“We are staging this sit-in because the government didn’t fulfill the commitment it made in 2006 to build houses for people affected by the dam,” Ezzedine Jaafar said by telephone from the town of Al-Damer, around 300km north of Khartoum.
“In 2007, the water destroyed the houses of these people, and now they live in a bad situation. We tried to communicate with government authorities about this … But we haven’t received any response,” he added.
Witnesses said around 1 000 people had joined the sit-it, held close to the main government building in Al-Damer, and that they were surrounded by police.
Completed in 2009 at a cost of more than $2bn, the Chinese-built Merowe dam doubled Sudan’s power generation capacity.
But it also displaced 15 000 families, who were ordered to leave their homes three years ago to make way for the dam and the huge reservoir that formed behind it.

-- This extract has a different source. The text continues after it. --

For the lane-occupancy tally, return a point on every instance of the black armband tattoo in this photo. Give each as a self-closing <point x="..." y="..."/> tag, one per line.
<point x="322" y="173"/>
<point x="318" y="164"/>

Violent protests by villagers opposed to the dam broke out in 2006, in which three people were killed and dozens injured.
Khartoum sits on the confluence of the Blue and White Niles, and the government has aggressively sought to tap the power of its Nile waters – a valuable resource that could help to offset the loss of southern oil revenues.
Officials say the $400m project to heighten the Roseires dam in Blue Nile state, near the Ethiopian border, that is due for completion next June will create 1.3m ha of farmland.
But experts warn of the social and environmental costs of such projects, with the raising of the Roseires dam expected to lead to the dislocation of another 22 000 families.